Tout ceci étant dit, abordons enfin notre texte du jour. Il concerne Marie Madeleine, seule. Cette femme est toujours mentionnée en première dans le groupe, de composition variable selon les auteurs, des femmes qui sont dites avoir suivi Jésus depuis la Galilée (ce qui signifie un groupe de femmes strictement parallèle aux "disciples", des femmes qui ont été des fans de Jésus et qui l'ont accompagné partout exactement comme les hommes), des femmes dont Luc nous dit de plus que c'est certaines d'entre elles qui finançaient l'aventure "de leurs biens" (on peut supposer que les riches amis judéens de Jésus le faisaient aussi, mais c'est une autre question), des femmes qui sont les seules à être restées au pied de la croix (la mention du "disciple que Jésus aimait" comme présent parmi elles est hautement improbable), des femmes qui sont les seules des Galiléens a avoir été présentes à l'ensevelissement, et enfin des femmes qui sont les seules à s'être rendues de bon matin le dimanche au tombeau et à avoir ainsi découvert qu'il était vide. Nous voyons donc qu'il y avait aux côtés de Jésus un groupe de femmes, certainement aussi important que le groupe dit des douze, et que si la première à être mentionnée dans ce groupe est toujours Marie Madeleine, c'est que celle-ci avait un rôle absolument similaire à celui attribué à Pierre du côté des hommes. Ce n'est pas un hasard si c'est avec elle que se déroule cette scène.

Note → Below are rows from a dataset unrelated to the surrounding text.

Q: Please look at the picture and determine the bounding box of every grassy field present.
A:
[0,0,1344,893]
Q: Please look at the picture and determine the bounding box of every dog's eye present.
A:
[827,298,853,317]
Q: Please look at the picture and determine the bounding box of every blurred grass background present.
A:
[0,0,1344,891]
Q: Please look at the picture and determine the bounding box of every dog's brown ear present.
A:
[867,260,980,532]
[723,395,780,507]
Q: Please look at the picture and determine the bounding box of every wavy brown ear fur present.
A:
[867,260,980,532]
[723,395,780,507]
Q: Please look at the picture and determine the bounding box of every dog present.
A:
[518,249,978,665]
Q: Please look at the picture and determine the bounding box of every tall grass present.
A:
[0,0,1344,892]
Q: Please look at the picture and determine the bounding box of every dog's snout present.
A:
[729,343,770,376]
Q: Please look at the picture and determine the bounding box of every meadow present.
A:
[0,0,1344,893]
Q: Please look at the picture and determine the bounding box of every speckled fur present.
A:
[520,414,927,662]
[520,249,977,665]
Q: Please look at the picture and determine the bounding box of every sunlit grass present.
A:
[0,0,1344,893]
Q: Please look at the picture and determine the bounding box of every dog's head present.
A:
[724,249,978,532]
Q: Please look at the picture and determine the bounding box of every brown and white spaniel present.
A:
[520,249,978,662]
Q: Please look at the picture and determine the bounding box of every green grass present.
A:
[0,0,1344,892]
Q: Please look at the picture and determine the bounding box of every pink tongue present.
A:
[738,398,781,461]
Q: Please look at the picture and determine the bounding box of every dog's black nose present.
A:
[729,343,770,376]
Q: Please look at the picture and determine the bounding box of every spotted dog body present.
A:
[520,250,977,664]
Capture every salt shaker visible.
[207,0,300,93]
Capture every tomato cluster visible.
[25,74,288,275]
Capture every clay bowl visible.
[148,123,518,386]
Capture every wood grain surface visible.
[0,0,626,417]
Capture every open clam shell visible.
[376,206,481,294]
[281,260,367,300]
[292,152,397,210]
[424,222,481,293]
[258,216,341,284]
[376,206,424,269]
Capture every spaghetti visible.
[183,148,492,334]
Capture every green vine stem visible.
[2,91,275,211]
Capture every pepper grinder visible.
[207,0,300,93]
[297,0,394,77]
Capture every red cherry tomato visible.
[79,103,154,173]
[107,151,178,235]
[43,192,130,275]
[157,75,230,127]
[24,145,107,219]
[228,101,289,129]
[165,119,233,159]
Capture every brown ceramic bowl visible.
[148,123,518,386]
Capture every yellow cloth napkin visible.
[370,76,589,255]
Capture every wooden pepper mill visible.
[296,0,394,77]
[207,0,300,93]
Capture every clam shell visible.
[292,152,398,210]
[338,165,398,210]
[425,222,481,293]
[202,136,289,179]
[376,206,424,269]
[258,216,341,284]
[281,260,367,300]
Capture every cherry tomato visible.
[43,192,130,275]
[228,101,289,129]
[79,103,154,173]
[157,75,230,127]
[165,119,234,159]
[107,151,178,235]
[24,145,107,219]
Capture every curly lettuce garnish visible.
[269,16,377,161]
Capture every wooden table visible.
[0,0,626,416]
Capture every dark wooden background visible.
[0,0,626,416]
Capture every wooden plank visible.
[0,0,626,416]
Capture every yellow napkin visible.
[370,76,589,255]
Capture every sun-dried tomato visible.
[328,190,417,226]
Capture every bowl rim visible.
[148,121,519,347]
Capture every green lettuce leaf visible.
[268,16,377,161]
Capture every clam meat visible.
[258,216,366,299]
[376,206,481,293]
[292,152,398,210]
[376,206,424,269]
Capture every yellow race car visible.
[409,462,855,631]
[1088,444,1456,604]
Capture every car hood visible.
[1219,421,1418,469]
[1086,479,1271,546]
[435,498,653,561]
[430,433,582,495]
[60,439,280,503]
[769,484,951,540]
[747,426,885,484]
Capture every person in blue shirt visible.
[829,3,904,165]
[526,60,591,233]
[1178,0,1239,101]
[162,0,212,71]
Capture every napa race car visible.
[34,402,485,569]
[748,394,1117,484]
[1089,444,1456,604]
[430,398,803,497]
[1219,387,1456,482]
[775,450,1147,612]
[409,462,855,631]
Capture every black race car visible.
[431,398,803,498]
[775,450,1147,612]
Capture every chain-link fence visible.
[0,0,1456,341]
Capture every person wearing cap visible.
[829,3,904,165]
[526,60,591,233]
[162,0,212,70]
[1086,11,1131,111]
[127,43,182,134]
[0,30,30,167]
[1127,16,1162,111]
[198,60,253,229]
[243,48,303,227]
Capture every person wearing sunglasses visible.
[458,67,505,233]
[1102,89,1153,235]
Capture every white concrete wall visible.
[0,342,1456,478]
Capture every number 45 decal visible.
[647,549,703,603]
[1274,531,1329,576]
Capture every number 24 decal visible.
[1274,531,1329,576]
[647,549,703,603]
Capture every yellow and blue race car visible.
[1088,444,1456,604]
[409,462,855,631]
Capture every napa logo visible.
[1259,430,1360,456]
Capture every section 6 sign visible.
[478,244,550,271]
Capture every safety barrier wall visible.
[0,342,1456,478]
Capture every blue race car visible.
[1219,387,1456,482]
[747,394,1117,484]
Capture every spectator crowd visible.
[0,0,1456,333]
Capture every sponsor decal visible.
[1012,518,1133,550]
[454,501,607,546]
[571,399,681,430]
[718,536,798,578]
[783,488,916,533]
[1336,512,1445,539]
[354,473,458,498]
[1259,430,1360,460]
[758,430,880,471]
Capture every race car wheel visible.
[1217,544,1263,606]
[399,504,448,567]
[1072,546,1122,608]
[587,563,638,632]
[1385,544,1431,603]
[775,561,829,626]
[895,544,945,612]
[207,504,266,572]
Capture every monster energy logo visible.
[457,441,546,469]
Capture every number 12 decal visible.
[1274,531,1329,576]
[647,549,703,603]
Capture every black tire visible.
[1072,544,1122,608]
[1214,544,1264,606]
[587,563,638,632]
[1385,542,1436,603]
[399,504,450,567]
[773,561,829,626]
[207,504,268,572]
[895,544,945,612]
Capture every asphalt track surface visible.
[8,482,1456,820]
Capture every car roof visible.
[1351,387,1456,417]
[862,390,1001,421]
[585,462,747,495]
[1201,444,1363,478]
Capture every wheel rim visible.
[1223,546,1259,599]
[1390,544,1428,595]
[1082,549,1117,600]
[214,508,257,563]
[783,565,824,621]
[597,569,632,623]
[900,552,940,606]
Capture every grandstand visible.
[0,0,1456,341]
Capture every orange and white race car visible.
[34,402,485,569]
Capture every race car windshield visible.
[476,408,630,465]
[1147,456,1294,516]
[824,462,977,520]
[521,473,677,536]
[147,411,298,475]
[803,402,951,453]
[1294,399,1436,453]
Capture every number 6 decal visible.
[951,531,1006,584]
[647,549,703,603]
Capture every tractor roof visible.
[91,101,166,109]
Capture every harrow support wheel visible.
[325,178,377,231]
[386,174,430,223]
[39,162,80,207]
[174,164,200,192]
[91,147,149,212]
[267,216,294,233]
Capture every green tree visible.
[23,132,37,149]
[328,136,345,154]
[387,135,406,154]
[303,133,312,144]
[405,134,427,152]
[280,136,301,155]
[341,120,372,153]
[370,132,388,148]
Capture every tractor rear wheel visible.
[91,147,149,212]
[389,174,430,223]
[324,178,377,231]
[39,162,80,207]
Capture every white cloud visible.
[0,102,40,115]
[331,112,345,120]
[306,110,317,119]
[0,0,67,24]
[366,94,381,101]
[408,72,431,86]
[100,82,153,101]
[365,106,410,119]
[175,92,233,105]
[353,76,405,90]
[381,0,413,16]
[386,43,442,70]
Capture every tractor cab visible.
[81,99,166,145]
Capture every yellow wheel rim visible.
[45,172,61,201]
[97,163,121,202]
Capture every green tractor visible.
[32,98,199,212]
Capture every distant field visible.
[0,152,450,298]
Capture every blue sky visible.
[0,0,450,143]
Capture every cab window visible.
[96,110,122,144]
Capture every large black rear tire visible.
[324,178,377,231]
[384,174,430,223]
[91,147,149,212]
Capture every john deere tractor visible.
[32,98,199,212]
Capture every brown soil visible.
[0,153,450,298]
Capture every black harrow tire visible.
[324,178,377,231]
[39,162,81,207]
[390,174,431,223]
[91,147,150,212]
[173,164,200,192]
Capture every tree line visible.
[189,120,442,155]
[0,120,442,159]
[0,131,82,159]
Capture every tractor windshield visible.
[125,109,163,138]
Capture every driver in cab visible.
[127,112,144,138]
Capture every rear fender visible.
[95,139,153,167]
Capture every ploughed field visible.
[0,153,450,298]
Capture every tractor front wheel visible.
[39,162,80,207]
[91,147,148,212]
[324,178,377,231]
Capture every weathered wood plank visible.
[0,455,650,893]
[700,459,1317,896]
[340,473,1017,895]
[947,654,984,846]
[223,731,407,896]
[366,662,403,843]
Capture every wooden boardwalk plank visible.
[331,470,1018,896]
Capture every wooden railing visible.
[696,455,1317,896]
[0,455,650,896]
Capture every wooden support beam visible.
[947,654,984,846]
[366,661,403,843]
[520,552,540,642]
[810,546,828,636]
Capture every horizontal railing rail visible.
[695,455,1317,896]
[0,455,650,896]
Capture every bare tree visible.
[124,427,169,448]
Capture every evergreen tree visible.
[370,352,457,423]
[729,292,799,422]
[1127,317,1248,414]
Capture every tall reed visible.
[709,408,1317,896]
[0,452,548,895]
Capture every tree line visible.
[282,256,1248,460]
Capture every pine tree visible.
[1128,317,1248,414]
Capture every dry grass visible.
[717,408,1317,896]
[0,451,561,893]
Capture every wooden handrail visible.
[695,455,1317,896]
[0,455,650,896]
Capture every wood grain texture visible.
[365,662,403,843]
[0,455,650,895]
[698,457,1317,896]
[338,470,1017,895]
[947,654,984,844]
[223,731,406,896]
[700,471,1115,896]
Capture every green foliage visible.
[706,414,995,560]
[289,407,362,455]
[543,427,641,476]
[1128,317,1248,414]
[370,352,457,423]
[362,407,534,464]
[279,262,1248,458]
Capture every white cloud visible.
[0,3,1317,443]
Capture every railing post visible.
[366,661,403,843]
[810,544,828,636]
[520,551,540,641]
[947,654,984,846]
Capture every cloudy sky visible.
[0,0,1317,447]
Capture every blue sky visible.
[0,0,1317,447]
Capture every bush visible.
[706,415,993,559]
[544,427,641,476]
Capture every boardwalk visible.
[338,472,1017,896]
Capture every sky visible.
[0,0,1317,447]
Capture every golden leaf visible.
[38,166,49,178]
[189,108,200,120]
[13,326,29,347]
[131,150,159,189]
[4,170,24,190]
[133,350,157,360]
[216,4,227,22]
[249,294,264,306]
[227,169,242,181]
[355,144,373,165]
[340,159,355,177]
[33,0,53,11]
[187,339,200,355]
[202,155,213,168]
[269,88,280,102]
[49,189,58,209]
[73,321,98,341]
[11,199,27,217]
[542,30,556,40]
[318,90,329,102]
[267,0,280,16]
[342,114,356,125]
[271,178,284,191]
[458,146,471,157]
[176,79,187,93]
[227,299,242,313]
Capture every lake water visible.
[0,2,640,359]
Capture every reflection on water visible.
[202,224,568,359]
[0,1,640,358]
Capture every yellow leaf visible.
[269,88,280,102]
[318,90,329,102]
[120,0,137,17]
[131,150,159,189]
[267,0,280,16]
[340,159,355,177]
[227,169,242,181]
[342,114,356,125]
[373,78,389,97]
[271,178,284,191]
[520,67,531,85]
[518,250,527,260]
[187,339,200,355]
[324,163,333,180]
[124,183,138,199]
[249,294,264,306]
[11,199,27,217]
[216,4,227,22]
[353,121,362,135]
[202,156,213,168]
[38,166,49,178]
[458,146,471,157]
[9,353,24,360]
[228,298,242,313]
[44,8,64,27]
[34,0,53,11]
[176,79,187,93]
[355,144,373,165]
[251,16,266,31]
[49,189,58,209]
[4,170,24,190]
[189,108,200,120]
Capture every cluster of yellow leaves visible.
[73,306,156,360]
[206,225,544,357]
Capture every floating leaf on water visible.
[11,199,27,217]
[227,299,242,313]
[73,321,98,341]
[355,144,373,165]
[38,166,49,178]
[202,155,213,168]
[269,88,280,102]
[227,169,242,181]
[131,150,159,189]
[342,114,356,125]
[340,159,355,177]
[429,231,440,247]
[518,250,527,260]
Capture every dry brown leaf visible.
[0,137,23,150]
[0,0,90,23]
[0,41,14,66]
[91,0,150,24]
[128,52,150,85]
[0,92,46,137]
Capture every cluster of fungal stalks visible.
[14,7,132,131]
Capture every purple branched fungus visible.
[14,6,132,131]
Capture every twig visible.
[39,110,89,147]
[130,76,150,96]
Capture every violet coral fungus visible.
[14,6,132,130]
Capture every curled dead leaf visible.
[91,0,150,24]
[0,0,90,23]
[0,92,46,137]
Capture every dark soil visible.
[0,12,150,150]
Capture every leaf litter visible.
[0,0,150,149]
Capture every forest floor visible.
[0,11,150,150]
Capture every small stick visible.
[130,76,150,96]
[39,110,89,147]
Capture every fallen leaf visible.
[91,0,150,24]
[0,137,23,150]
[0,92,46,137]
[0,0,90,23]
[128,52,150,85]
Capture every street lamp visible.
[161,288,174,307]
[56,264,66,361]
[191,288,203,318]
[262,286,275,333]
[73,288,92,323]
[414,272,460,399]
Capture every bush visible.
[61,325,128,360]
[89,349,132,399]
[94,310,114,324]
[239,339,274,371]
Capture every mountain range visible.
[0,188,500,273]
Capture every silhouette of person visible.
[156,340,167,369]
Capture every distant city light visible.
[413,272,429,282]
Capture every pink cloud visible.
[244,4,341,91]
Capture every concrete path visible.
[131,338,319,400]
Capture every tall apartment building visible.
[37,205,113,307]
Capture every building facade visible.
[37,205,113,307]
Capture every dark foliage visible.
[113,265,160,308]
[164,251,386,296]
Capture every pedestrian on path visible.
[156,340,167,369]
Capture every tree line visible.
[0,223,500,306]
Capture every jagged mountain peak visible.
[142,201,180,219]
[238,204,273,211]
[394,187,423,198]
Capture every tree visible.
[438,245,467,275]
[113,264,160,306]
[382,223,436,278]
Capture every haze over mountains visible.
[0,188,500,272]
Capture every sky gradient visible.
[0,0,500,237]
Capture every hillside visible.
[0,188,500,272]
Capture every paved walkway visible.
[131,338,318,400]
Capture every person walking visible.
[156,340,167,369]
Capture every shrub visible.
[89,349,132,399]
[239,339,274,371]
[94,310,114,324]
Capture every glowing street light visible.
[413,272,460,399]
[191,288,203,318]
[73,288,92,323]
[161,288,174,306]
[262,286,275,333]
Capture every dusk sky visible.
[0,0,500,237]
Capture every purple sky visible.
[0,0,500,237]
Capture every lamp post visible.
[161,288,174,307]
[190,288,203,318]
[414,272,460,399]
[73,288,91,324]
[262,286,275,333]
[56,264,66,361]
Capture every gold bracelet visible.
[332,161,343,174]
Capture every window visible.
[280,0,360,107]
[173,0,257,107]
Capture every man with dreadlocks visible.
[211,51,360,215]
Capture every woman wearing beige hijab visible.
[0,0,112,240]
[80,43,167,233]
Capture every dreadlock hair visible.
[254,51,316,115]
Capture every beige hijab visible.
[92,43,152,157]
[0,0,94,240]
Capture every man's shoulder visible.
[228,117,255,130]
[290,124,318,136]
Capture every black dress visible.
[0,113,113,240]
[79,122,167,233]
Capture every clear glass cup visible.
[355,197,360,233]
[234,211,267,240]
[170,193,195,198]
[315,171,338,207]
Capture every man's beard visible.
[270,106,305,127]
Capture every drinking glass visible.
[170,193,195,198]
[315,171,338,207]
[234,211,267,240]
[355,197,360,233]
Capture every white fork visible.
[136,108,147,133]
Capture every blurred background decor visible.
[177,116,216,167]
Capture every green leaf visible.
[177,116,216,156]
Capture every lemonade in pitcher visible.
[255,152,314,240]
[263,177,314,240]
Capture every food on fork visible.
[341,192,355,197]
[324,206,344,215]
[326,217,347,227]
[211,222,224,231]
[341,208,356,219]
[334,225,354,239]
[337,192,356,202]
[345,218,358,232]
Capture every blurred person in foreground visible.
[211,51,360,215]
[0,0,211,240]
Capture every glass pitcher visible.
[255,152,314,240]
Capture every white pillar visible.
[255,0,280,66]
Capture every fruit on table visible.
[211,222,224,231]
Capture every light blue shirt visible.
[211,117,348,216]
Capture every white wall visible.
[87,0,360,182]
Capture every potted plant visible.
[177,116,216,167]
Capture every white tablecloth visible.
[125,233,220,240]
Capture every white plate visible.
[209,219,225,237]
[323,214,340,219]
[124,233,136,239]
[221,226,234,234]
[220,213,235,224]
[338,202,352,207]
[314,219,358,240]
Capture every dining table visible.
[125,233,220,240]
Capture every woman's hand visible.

Il est certain que dans tout rapport entre hommes et femmes entre toujours une dimension sentimentale. Nous l'avions déjà vu avec Marie de Béthanie, qu'on ne peut d'ailleurs en aucun cas confondre avec notre Marie de Magdala. Nous n'entrerons donc pas dans les développements fantasmés de mariage de Jésus — d'autant qu'il nous faudrait alors choisir entre au moins deux "amoureuses" —, mais nous ne pouvons pas ne pas remarquer que le "ne me touche pas !" a une dimension charnelle. Sans qu'il n'y ait là rien de scabreux, il y a cependant un appel à Marie, un avertissement, que cette apparition ne signifie pas qu'elle va pouvoir de nouveau manifester sa tendresse et son dévouement comme elle avait pu le faire auparavant, qu'elle va devoir entrer dans un autre mode de relation. Cette dimension est certaine dans l'esprit de l'auteur, il ne s'agit pas d'une histoire que Jésus n'aurait été qu'un ectoplasme et que la supercherie aurait été découverte, puisqu'il va ensuite nous raconter l'histoire de Thomas que, là, il invite au contraire à venir le toucher. Ce qui nous perturbe, c'est la raison donnée pour laquelle Marie ne devrait pas le toucher : "car je ne suis pas encore monté vers le Père". Mais ceci est une mauvaise interprétation du texte, lequel, faut-il le rappeler, n'a pas de ponctuation, à l'origine. Cette proposition de causalité n'est pas liée au "Ne me touche pas !", mais à ce qui suit : "Je ne suis pas encore monté vers le Père, ...va donc le dire à mes frères". Ce "ne me touche pas" est bien propre à Marie, l'invitant à entrer tout de suite dans la nouvelle situation d'un Jésus plus vivant que jamais, mais seulement pour les yeux de la foi.